The garden at Automotive – which can be found right in front of the 50 Bedford Avenue school – began in minimal form in the fall of 2006 with the planting of flower bulbs. By the following fall, it had expanded to include lettuce, garlic and herbs. By the spring of 2008, there were strawberries, green beans, okra, snap−peas, and beats.
The garden existed before the Slow Food grant, but the money – each school gets around $2,000 – will allow the school to run an after−school cooking and tasting club that will expand the garden’s reach. The funding will also help establish a weekly market stand available to neighborhood residents that the school hopes to start this spring.
“It’s extremely important for this population – most of these kids come from neighborhoods that are food deserts,” said Jenny Kessler, the teacher who runs the program.
“I don’t expect them to change their eating habits right away, but as long as they have those skills and they’re thinking about things and asking questions, that’s a start.”
At I.S. 71 (215 Heyward Street), the Slow Food funding helped convert an overgrown but underutilized garden in the school’s center courtyard into a verdant gem.
This fall, the school planted and harvested leafy vegetables. Come spring, the assortment will be greatly expanded.

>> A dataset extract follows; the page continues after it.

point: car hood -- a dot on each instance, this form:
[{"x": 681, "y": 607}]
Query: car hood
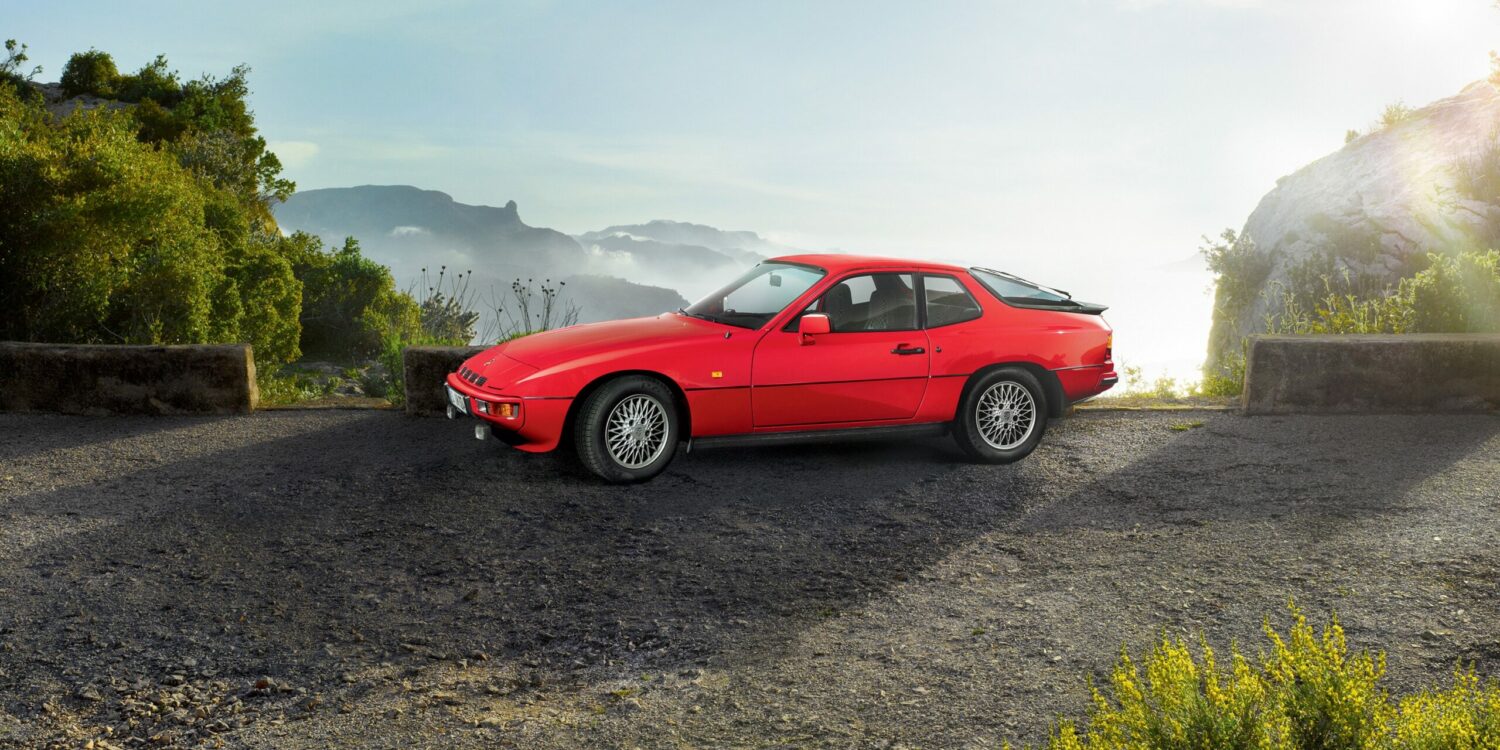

Megan Milewski, who supervises the garden along with fellow teacher Christine Simone, said she plans to appeal to her school’s large Latino population by growing cilantro and various forms of peppers essential to Latino cuisine.
Like Kessler, Milewski was inspired to start the garden after noticing the dearth of fresh foods in her students’ diets.
“We would be eating a piece of fruit or a vegetable, and they would say, ‘Are you being punished? We only eat vegetables when we’re punished,’” she recalled.
“We thought if they grow their own vegetables and maybe owned it, they might actually eat it.”